Recensione introduttiva di Antonio Fiori
Saverio Bafaro, Osicran o dell’Antinarciso (Il Convivio Editore, 2024)
Saverio Bafaro, in questa ‘eroica’ raccolta poetica, si dimostra psicoterapeuta di sé. La parola, all’inizio, fatica a restituire le memorie più lontane, a raccontare l’enigma dell’identità e le lusinghe indecifrabili del mondo. L’archetipo fondamentale è lo Specchio, davanti al quale la nostra identità prende forma per essere ogni volta riscoperta, smentita e ritrovata. Poi, seguendo i tracciati lungo i quali conduce il testo, la parola si fa più consapevole e il discorso più filosofico: «Di questa epoca divisa / tra massa e persona / migrazioni e scomparse / possediamo il disumano / limite dello sguardo / l’impossibilità del volto» (dalla poesia Cuori svuotati, a pagina 42).

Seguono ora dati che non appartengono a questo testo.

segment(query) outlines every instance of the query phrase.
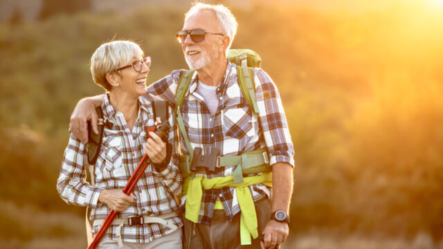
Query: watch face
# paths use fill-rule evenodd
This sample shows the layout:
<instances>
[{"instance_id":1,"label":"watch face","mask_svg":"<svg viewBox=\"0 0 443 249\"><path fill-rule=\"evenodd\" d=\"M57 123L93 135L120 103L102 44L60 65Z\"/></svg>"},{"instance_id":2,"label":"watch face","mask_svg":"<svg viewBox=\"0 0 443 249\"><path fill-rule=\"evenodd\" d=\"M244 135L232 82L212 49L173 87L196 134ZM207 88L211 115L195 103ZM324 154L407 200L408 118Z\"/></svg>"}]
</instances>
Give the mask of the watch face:
<instances>
[{"instance_id":1,"label":"watch face","mask_svg":"<svg viewBox=\"0 0 443 249\"><path fill-rule=\"evenodd\" d=\"M286 214L284 211L278 210L275 212L275 219L279 221L284 221L286 219Z\"/></svg>"}]
</instances>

La poesia tenta interpretazioni del volto e interpretazioni dei sentimenti, indaga le trasformazioni secondo l’età e secondo il cuore, tenta di esorcizzare lo sguardo auto-seduttivo di Narciso, il peso enorme del Nome proprio, ma alla fine si arrende al mistero, nonostante gli strumenti della mitologia e della psicoanalisi. D’altra parte, anche tre grandi scrittori del Novecento – Fernando Pessoa, Luigi Pirandello e Jorge Luis Borges – hanno affrontato il tema dell’identità, e anche per loro, nonostante i lasciti monumentali, è rimasta indecifrabile.